High-level takeaways

The representation is good; the output is bad. Mid/late layers encode a clean Yes/No separation (80–90% forced-choice accuracy using internal signals without any training), but the final layer corrupts it, especially for decimals ⇒ systematic Yes-bias and errors on “No” cases.

Length heuristic is real. integers_diff_len relies on a direction partially misaligned with other numeric sets, consistent with “shortcut” reliance on length. Fastest to learn the correct internal representation to compare the two integers with different length.

Last-layer MLP is the culprit. Causal patching L24→L25 (at mlp_post / resid_post) improves accuracy by a lot; other patches hurt or are neutral.

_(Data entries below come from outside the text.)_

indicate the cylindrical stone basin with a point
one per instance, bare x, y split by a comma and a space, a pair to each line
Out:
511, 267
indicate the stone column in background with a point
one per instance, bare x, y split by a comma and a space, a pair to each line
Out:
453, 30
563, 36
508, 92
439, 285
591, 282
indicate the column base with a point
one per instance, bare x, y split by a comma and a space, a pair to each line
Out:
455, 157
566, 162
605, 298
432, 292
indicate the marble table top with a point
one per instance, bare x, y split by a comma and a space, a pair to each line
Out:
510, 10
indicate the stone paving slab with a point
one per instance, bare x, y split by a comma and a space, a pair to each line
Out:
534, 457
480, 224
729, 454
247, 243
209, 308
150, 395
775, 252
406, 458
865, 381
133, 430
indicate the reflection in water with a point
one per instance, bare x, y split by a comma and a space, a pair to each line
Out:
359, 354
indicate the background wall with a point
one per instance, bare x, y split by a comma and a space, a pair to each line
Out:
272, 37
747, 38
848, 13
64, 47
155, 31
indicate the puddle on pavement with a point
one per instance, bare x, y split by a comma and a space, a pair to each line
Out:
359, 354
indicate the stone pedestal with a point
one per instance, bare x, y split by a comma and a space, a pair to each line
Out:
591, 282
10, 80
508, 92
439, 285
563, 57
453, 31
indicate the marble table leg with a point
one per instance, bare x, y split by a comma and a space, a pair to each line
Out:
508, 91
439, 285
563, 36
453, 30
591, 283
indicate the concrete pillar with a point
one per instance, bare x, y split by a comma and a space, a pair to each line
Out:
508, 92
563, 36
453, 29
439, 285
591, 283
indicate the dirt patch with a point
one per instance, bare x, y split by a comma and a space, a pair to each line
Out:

Small, targeted ablations work. Disabling ~50 harmful neurons at the final block meaningfully improves accuracy—largest gains for integers_equal_len and decimals_diff_len. Even removal of ~10 harmful neurons gave a good boost for accuracy, though lesser than removing 50 harmful neurons.

Key Results

1) Geometry shows the model “knows” the answer

What: PCA on last-layer hidden states per dataset; color by truth. Finding: Numeric datasets are cleanly separable; strings aren’t. Decimals show sub-structure that becomes clearer at L-1, where accuracy is higher. Why it supports the takeaway: Separation in hidden states despite wrong outputs implies a output projection failure, not a representation failure.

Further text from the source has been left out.